Many de minimis shipments originate from China-based e-commerce platforms, increasing risks for American consumers and leading to unfair competition with U.S. businesses. These duty-free imports—especially textiles and apparel—have resulted in large volumes of low-value goods flooding the U.S. market without sufficient oversight or taxation.
The administration highlighted how some foreign companies exploit this exemption to evade safety regulations and avoid compliance with U.S. trade enforcement measures. This undermines American workers and businesses, who face unfair competition from duty-free imports. To counter these abuses, the Biden administration has announced executive actions and called for legislative reform.
Rulemaking to Reduce De Minimis Imports and Strengthen Trade Enforcement: The administration plans to issue new rules excluding products subject to tariffs under Sections 201, 301, and 232 from de minimis eligibility. These tariffs currently cover 40% of U.S. imports, including 70% of textile and apparel imports from China. By tightening these regulations, the government aims to block e-commerce platforms from exploiting the exemption.
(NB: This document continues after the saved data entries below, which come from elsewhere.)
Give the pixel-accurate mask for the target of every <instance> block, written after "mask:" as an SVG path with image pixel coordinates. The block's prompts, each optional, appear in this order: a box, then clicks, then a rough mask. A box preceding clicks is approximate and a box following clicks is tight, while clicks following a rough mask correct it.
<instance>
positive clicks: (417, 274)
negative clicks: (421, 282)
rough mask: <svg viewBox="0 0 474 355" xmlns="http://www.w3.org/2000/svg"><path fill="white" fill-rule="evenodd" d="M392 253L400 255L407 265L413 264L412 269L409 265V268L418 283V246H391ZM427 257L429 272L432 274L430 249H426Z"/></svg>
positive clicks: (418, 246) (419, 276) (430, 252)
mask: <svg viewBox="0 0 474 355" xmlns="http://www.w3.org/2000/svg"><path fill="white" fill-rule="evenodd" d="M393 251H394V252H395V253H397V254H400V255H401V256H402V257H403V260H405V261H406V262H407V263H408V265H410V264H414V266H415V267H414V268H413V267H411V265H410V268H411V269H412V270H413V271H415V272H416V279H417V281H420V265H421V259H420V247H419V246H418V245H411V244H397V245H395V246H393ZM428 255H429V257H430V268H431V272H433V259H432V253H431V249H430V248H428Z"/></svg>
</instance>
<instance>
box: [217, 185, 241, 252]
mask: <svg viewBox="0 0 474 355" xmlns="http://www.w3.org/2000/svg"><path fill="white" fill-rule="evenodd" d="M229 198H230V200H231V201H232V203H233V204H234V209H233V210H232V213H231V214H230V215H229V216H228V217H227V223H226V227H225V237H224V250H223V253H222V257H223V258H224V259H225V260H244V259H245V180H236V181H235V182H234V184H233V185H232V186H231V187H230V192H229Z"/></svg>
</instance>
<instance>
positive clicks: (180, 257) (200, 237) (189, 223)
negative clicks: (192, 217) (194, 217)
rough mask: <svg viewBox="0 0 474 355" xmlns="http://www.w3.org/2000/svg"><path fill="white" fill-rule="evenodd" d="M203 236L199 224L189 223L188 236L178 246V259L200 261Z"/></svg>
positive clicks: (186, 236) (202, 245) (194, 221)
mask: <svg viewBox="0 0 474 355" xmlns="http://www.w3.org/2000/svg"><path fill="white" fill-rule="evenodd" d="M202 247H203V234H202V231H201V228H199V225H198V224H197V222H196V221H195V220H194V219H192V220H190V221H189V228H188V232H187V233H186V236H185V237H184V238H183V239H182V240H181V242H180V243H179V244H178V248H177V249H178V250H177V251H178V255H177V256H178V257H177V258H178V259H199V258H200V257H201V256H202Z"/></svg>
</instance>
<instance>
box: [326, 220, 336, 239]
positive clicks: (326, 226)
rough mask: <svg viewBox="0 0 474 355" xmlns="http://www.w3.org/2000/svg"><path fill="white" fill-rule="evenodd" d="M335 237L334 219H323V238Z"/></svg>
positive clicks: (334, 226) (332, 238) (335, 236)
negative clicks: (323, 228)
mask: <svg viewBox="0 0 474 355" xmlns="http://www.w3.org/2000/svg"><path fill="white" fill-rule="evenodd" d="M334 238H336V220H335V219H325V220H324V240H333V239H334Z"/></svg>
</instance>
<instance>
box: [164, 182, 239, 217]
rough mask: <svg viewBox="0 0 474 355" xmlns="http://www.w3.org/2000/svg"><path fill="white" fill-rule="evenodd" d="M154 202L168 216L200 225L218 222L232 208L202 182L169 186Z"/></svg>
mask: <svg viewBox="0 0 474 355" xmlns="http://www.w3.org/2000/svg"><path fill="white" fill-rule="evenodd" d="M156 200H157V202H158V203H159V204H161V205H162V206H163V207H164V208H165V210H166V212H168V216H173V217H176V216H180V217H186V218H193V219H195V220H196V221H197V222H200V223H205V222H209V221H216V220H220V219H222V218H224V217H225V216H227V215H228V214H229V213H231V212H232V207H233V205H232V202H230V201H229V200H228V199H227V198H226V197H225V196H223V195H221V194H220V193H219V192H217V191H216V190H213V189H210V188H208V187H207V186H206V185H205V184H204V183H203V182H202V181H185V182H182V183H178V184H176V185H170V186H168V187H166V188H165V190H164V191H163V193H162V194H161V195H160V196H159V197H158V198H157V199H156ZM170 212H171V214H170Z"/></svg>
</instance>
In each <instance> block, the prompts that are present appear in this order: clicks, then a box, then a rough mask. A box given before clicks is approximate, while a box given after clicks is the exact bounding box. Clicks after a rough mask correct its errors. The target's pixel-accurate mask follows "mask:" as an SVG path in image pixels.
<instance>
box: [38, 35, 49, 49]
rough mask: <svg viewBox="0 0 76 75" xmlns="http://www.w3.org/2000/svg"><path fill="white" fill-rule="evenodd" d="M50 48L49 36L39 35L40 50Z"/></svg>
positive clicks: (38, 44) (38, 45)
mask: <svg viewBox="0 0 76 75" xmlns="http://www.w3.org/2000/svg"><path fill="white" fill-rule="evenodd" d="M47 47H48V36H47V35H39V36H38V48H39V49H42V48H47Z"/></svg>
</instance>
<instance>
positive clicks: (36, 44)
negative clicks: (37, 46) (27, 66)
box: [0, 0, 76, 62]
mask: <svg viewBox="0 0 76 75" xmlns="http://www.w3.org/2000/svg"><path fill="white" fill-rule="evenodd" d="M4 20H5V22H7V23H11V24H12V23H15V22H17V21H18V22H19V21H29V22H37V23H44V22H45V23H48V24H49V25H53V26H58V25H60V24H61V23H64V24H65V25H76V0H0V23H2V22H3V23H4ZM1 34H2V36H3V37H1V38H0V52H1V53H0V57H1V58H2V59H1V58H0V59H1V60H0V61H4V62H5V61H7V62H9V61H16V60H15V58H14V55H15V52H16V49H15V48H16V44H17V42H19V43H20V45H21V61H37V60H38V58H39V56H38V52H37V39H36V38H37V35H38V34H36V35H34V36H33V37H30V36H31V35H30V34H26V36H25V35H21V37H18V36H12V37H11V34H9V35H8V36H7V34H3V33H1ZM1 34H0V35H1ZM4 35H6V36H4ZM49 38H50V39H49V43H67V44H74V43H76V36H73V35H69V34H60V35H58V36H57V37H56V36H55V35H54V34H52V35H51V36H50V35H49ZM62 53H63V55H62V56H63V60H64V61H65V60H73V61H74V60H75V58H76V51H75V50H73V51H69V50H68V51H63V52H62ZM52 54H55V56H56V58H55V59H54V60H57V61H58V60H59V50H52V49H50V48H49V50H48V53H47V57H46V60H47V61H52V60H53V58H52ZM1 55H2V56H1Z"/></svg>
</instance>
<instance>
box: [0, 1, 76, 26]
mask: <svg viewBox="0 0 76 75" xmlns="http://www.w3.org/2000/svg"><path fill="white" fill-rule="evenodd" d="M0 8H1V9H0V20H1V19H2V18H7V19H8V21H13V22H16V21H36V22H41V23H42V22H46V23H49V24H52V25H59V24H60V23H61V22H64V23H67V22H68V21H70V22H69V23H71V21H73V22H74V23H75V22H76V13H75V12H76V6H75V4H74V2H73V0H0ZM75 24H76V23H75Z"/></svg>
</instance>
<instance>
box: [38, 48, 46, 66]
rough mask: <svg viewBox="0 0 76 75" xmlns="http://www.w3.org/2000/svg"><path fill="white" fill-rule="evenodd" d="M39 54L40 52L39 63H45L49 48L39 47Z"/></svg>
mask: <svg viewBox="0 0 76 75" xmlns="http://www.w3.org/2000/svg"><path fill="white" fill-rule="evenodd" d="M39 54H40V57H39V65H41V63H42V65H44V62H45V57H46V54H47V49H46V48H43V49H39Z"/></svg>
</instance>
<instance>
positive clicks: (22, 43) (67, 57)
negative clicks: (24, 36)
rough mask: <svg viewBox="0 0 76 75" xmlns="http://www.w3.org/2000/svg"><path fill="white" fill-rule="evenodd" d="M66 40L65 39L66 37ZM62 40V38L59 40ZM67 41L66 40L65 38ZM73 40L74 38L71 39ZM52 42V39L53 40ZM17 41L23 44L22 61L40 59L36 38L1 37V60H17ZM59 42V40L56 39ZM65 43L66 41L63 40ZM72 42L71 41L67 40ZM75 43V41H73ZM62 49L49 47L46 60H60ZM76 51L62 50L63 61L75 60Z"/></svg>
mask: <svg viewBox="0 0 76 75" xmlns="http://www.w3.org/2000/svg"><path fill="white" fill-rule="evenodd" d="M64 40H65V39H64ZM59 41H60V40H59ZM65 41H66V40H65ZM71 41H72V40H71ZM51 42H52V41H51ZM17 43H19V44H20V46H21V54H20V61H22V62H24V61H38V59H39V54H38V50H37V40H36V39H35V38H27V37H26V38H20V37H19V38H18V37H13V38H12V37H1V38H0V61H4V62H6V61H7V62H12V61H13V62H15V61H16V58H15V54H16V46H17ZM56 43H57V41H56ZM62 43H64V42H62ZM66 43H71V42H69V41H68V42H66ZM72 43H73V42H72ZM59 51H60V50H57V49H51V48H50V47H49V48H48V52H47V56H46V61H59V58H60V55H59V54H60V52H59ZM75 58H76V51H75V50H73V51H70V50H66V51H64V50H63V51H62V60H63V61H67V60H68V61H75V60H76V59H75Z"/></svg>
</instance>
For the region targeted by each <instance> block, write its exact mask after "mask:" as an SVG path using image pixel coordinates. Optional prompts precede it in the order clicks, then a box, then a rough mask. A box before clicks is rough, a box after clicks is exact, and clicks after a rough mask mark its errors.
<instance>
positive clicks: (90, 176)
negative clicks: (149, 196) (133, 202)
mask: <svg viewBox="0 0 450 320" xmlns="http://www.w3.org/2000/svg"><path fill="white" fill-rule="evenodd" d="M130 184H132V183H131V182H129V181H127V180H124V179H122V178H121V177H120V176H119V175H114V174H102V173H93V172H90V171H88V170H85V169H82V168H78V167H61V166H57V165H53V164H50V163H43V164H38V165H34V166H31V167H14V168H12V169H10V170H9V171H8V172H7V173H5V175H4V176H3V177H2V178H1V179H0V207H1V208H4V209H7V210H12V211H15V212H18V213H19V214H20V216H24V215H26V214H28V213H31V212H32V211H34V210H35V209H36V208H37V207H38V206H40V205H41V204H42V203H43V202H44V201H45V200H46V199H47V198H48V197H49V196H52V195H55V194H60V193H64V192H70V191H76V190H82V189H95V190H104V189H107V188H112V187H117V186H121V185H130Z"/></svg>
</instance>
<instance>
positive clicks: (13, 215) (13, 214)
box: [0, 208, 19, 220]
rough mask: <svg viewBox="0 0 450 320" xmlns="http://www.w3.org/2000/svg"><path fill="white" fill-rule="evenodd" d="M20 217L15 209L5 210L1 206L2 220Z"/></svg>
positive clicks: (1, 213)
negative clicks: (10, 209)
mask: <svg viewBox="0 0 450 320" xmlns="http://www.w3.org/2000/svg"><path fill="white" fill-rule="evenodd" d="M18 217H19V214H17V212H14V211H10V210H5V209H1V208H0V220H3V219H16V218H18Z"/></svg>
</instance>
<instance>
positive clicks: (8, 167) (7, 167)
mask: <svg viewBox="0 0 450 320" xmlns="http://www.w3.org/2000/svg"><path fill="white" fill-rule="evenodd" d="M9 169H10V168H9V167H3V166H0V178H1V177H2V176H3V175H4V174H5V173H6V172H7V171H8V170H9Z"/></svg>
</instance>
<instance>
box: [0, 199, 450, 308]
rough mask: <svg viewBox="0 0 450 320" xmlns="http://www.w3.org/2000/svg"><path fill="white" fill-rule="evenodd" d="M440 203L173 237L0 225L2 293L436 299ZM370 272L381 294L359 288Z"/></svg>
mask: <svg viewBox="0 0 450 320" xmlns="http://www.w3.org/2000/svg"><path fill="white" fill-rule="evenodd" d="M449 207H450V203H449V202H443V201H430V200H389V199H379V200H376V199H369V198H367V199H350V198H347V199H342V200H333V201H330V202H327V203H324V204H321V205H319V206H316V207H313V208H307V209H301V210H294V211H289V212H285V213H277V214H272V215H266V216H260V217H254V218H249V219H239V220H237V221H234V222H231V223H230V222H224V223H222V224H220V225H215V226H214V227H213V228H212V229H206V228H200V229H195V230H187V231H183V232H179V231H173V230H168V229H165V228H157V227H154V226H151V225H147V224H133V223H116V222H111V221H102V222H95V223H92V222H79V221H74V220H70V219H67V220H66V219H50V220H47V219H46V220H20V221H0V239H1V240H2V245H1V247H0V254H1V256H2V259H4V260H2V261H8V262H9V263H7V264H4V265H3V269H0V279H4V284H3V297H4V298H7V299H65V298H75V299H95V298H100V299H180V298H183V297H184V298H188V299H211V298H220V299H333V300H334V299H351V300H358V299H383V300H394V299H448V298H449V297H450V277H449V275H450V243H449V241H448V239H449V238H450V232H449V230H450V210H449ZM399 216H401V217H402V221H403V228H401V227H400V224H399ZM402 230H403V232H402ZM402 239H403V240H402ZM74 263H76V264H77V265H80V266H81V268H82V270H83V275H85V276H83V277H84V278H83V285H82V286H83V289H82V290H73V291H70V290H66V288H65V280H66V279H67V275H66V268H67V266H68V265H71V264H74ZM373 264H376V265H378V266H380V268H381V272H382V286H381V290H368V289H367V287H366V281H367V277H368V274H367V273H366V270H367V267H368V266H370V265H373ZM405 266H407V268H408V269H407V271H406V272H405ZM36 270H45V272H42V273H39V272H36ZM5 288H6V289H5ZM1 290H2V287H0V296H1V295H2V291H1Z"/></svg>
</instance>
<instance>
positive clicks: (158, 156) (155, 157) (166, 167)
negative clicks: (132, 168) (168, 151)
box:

Improved Data Collection and Shipment Accountability: Proposed rules will strengthen information collection for de minimis shipments, requiring details like the 10-digit tariff classification and the identity of the importer. This will enhance the ability of U.S. Customs and Border Protection (CBP) to target illegal shipments while expediting the processing of legitimate goods.
Ensuring Safety Standards Compliance: A proposed rule from the Consumer Product Safety Commission (CPSC) would require electronic filing of Certificates of Compliance (CoCs) for de minimis shipments, allowing authorities to block unsafe products from entering the U.S. market.
While the administration has initiated regulatory measures, it emphasized the need for comprehensive de minimis reforms through congressional action. Some key legislative priorities include:
Exclusion of Import-Sensitive Products: Congress is urged to remove import-sensitive goods, such as textiles and apparel, from de minimis eligibility.
Trade Enforcement Consistency: Legislative action is needed to ensure products covered by trade remedies under Sections 201, 301, and 232 are excluded from the de minimis exemption.
Counter-Fentanyl Measures: The administration calls for the passage of de minimis reforms included in the "Detect and Defeat Counter-Fentanyl Proposal." These reforms aim to increase transparency and accountability by requiring more detailed data from shippers, helping authorities track and seize illicit drugs and drug-making materials.
The administration is also exploring ways to support the U.S. textile and apparel industry, which plays a vital role in national defense and sustains hundreds of thousands of jobs. By enhancing procurement of American-made products and intensifying enforcement against illicit imports, the administration hopes to strengthen the domestic industry.
The administration plans to prioritize enforcement actions targeting small package shipments, customs audits, and joint trade operations. Additionally, it will expand the Uyghur Forced Labor Prevention Act (UFLPA) Entity List to combat forced labor in the global supply chain.